I had to drive my daughter back to school. It isn't far so I actually talked Grace into riding with us. I was so proud to see my daughter taking the initiative to walk her grandmother carefully out to the car. She spoke to her so patiently, reassuring every step. That kind of stuff makes my heart smile.
My daughter and I talked the whole time, while my mother clung to the door as if she were on an amusement park ride (no, I'm actually a rather conservative driver). She tried to figure out where she was and for the most part muttered. The good news is that she wasn't angry or paranoid, just tense.
On the ride home she spoke to me more. She was trying to read the signs and guess where we were going to turn next. She kept saying that if I let her out RIGHT THERE, she'd have no idea how to get home.
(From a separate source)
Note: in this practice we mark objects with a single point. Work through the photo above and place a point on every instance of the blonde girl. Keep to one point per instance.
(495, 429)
Then some of the false memories surfaced. As we went down one street in Evanston, she said that this is the street where her grandson met his wife. Actually they met in Canada. So she's a tad off. I just said "Oh, right." Why correct her? What's the harm?
We passed her old high school, and she didn't recognize it. Yet later we passed a much smaller school and wanted to know if that was her old high school.
I can't imagine what it's like to get in a car and have no idea where you are. It must be like those dreams I have where I'm home but it doesn't look like home and then suddenly I'm somewhere else.
Only she's never waking up. She's only falling deeper and deeper asleep.